Running Disaster Recovery Plan Tabletop Exercises

This article originally appeared in ;login: Online on Mar26/25.

The University of Michigan (U-M), founded in 1817, is the oldest institution of higher education in the state, with over 52,800 enrolled students, around 9,200 faculty and 47,900 staff, a main campus in Ann Arbor and two regional campuses in Dearborn and Flint, and a hospital system with many statewide general and specialty clinics. The College of Literature, Science, and the Arts (LSA) is the largest and most academically diverse of UM-Ann Arbor's 19 schools and colleges with approximately 22,000 students and 3,600 faculty and staff, making it larger than some other universities. LSA Technology Services (LSA TS) has about 180 full-time staff to manage all of the administrative and classroom technology in nearly 30 central campus buildings and several remote facilities both in and outside the state. The LSA TS Infrastructure & Security team had 13 staff and two managers who provide or coordinate over 70 foundational IT services for the college and the university.

The Infrastructure & Security team holds a monthly "Innovation Day" where we can focus on a specific project or service outside of our regular daily operations, and completely ignore chat, email, and tickets for the day. On our Innovation Days in February and March 2024 we ran tabletop exercises of some of our Disaster Recovery Plans (DRP).

Problems

Our team has had DRPs for at least our major customer-, patron-, or user-facing services since at least 2008 (the oldest template I could find), but we identified several problems:

Our assumptions were poor. Most plans only assumed natural disasters such as an earthquake or tornado. Only some (but not all) of the plans assumed service, server, or component failure. Few plans specified recovery steps beyond "Rebuild from scratch" and "Restore from tape."
Our documentation was incomplete. Most services didn't have a current build guide to use as a basis for rebuilding. Not all of our existing production services had DRPs. When spinning up a new service, the plan author would often make a copy of someone else's plan and edit it... even if that plan was missing one or more sections from the template.
Our testing was inconsistent. We tested each disaster recovery plan at least annually, but testing could be performed differently depending on the plan owner. Most would perform a (solo) thought experiment, but a few would build a new VM, stand up the service using its build guide, restore from backups, and compare it to the production VM.

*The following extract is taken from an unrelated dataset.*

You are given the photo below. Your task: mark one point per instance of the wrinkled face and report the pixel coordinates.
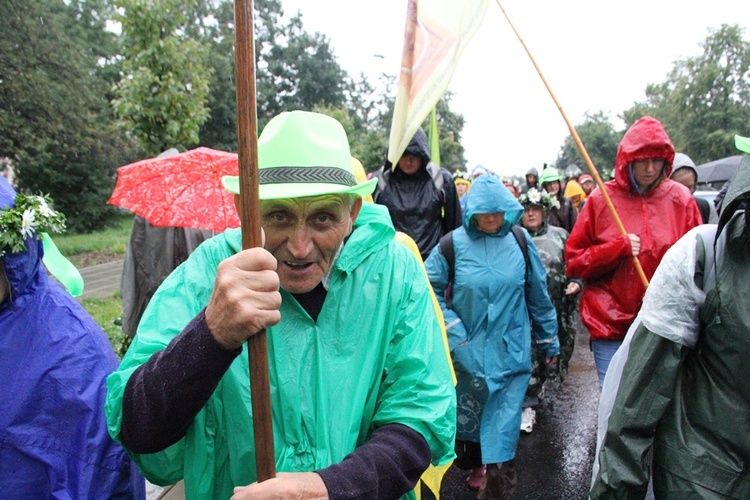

Plan authors often worked in isolation and could have different assumptions than other authors, such as one assuming that scheduled tasks would be easily remembered or recovered, even if the system was upgraded. Furthermore, the original author of the plan was likely the service owner, service manager, or technical lead when it was first written... but staff turnover and service reassignments meant a different person became responsible for that plan and could have different assumptions than the previous owner.

Our web hosting environment service's DRP is an example of this: it was written/created by one person who left for another school, taken over by a second person who left for a different unit at the university, and is now owned by a third... whose tenure didn't overlap with the first. Each of the three likely had different assumptions and blind spots. For example, when the servers were upgraded the scheduled tasks that copied site archives to long-term storage and deleted them from local disk were themselves deleted, and nobody noticed until after the older OS backups expired.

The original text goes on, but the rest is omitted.